Authors: Yingzhen Li, John Bradshaw, Yash Sharma

Original Paper Download Report GitHub Repository

Abstract: We revisited the question “Are generative classifiers more robust to adversarial attacks?” by reimplementing the original MNIST experiments and extending them to the German Traffic Sign Recognition Benchmark. Despite the theoretical appeal of generative models, our empirical evaluation under black-box attacks could not establish a clear robustness advantage over carefully tuned discriminative baselines, reinforcing how nuanced adversarial robustness claims can be.

Toxic Gas Characterization

Authors: Killian Steunou

Abstract: Toxic gas characterization is hampered by sensor drift caused by humidity shifts between training and deployment. We benchmarked a range of strategies—from Random Forests and XGBoost to a custom RAMTNet multi-task network—and combined them with adversarial domain adaptation. Simulating test humidity inside the training split and using a two-stage classification/regression pipeline delivered the best trade-off, reaching a weighted RMSE of 0.154 (vs. the 0.157 baseline) while remaining stable across humidity regimes.

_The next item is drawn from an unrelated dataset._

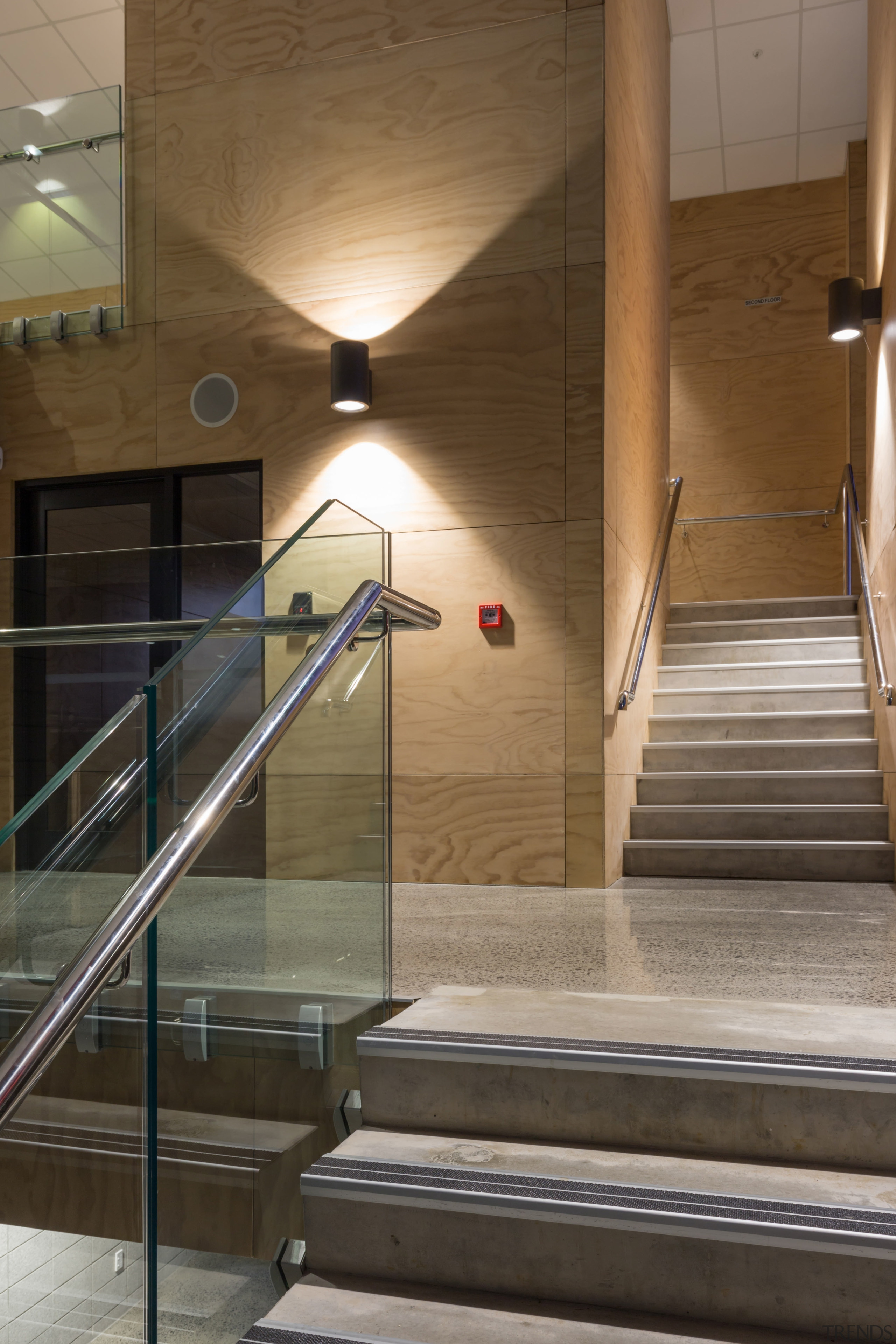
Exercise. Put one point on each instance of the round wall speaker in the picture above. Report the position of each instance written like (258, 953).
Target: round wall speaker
(214, 400)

Download Report GitHub Repository

Convergence of SGD for Training Neural Networks with Sliced Wasserstein Losses

Authors: Eloi Tanguy

Original Paper Download Report GitHub Repository

Abstract: We verified the convergence guarantees presented for training neural networks with sliced Wasserstein losses by recreating the experiments on both 2D distributions and Fashion-MNIST. The study also covers Noise Projected SGD, an alternative optimizer that projects gradient noise onto the tangent space to stabilize updates. Our reproduction confirms the empirical convergence rates claimed in the paper and highlights scenarios where NPSGD enjoys faster progress than vanilla SGD.

An End-to-End Transformer Model for 3D Object Detection

Authors: Ishan Misra, Rohit Girdhar, Armand Joulin

Original Paper Download Report

Abstract: 3DETR extends DETR’s transformer architecture to 3D point clouds with minimal inductive bias and without the need for hand-crafted proposals or pretraining. We reproduced the method, evaluated it on SUN RGB-D, and studied how query count impacts performance. We also prototyped an RGB-enhanced variant that consumes colorized point clouds. The experiments confirmed that a streamlined transformer pipeline can remain competitive with heavily engineered 3D detectors.